Case Study

A San Francisco-based AI infrastructure company needed robust MLOps on AWS to unblock scaling of their synthetic data platform.

“Within a month of our migration from Kubeflow to Apolo on AWS, we tripled the number of ML experiments we could run.”

- Yashar Behzadi, CEO

The Opportunity.

According to market research firm Omdia¹, the AI computer vision market is expected to reach $33.5 billion by 2025.

To date, computer vision driven by deep learning has been expensive and hard to scale as it relies heavily on supervised learning that requires human-in-the-loop labeling of key image attributes. Besides the time and cost required for manual labeling, there are also significant ethical and privacy issues connected to the use of real-world data.

All of these issues are effectively solved by Synthesis AI’s synthetic data technology. By combining CGI technologies with novel generative AI models, their simple API enables the programmatic generation of millions of images with pixel-perfect labels. Further, Synthesis AI’s synthetic data can often provide an even higher quality result than real images.

The Challenge.

With individual client demands exceeding hundreds of millions of synthetic data images per month, Synthesis AI needed to build a robust and scalable infrastructure from day one.

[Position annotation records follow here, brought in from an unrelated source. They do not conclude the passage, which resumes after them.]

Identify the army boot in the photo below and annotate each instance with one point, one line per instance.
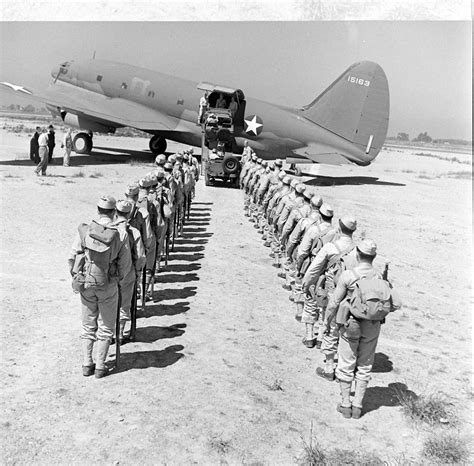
(88, 365)
(102, 350)
(309, 340)
(345, 406)
(327, 372)
(361, 387)
(122, 338)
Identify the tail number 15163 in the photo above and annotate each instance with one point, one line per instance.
(360, 81)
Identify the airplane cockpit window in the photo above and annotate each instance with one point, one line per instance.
(63, 67)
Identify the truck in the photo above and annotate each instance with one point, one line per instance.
(219, 126)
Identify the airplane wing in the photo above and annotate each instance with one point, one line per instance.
(319, 154)
(113, 111)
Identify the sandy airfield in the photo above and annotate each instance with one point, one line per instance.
(201, 384)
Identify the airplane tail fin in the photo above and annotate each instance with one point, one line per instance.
(355, 106)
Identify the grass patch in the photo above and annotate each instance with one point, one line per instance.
(136, 163)
(217, 444)
(432, 409)
(275, 386)
(446, 448)
(461, 175)
(446, 159)
(315, 455)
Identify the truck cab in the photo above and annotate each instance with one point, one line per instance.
(222, 120)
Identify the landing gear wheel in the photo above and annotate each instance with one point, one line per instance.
(296, 170)
(82, 143)
(157, 145)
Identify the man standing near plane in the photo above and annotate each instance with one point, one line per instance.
(43, 153)
(51, 143)
(203, 106)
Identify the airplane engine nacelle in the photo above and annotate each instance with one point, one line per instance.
(85, 123)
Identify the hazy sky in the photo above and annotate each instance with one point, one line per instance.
(428, 64)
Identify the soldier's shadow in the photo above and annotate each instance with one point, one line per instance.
(154, 333)
(382, 363)
(145, 359)
(183, 267)
(376, 397)
(176, 278)
(183, 248)
(160, 310)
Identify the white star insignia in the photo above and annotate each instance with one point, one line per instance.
(252, 125)
(16, 88)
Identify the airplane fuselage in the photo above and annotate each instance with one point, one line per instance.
(283, 132)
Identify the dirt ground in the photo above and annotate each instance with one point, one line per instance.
(202, 382)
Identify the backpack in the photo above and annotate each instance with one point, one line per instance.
(337, 265)
(321, 239)
(99, 266)
(371, 298)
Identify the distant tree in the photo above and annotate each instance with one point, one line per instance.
(29, 109)
(423, 137)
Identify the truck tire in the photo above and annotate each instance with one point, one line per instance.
(230, 165)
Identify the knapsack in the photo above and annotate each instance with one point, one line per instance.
(321, 239)
(371, 298)
(337, 265)
(99, 267)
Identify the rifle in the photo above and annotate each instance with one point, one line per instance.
(143, 288)
(133, 313)
(385, 277)
(117, 329)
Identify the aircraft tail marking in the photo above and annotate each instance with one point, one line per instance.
(355, 106)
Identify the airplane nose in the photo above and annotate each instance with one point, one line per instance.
(55, 72)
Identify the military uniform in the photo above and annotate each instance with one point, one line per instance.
(138, 260)
(358, 337)
(99, 297)
(314, 310)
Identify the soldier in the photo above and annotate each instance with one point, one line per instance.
(161, 202)
(324, 264)
(147, 208)
(298, 232)
(246, 153)
(138, 260)
(172, 185)
(160, 160)
(359, 335)
(43, 153)
(299, 210)
(51, 143)
(98, 261)
(34, 146)
(247, 164)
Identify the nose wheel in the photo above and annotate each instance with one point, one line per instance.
(158, 145)
(82, 143)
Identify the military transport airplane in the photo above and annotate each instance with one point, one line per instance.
(347, 123)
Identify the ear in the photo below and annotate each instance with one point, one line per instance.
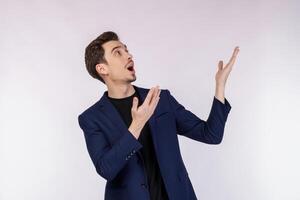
(101, 69)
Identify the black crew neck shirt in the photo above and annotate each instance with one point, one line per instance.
(155, 182)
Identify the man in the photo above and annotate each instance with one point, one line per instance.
(131, 132)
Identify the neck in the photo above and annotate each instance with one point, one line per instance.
(120, 91)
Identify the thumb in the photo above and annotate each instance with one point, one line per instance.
(135, 103)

Like many AI-focused companies, Synthesis AI initially assigned their internal ML engineering team the task of building and maintaining their MLOps infrastructure (including coordination and management of on-prem and cloud compute resources, data, models, pipelines and workflows). For this purpose, the team chose Kubeflow, a popular open-source ML development platform, running on AWS as the foundation upon which they would build their ML development lifecycle.

After 6 months of building and re-building on Kubeflow, the team realized that they were spending as much time on MLOps as they were on ML. Their synthetic data and AI pipelines required constant maintenance, they needed to manually integrate and update every tool they sought to use, and managing their computation resources on AWS and on-prem required constant attention and maintenance. They realized that Kubeflow itself is not a scalable MLOps solution.

Furthermore, Synthesis AI was limited by their cloud provider, facing allocation and infrastructure maintenance issues that severely complicated their model training process.

Synthesis AI needed solutions for both MLOps and cloud computing that allowed their ML Engineers to focus on the models.

The Solution.

First, Apolo migrated the company’s entire ML workflow from Kubeflow to Apolo Platform, all completely within their secure AWS environment. Second, Apolo engaged AWS to provide a long-term solution to Synthesis AI’s computational resource requirements, ensuring both scalability and availability. These migrations included:

  • Deployment of Apolo cluster in the team’s existing infrastructure in the legacy environment

  • Migration of the ML team from Kubeflow to Apolo

  • Set up of infrastructure on AWS, including allocation of required computational quotas

  • Deployment of the Apolo cluster on new AWS infrastructure

  • Migration of data and computations from legacy cloud to AWS

As a result, Apolo unblocked Synthesis AI to scale its synthetic data platform. Synthesis AI’s ML productivity tripled in the first month alone, increasing the number of training jobs by 10x, while saving over $100,000 in computing costs.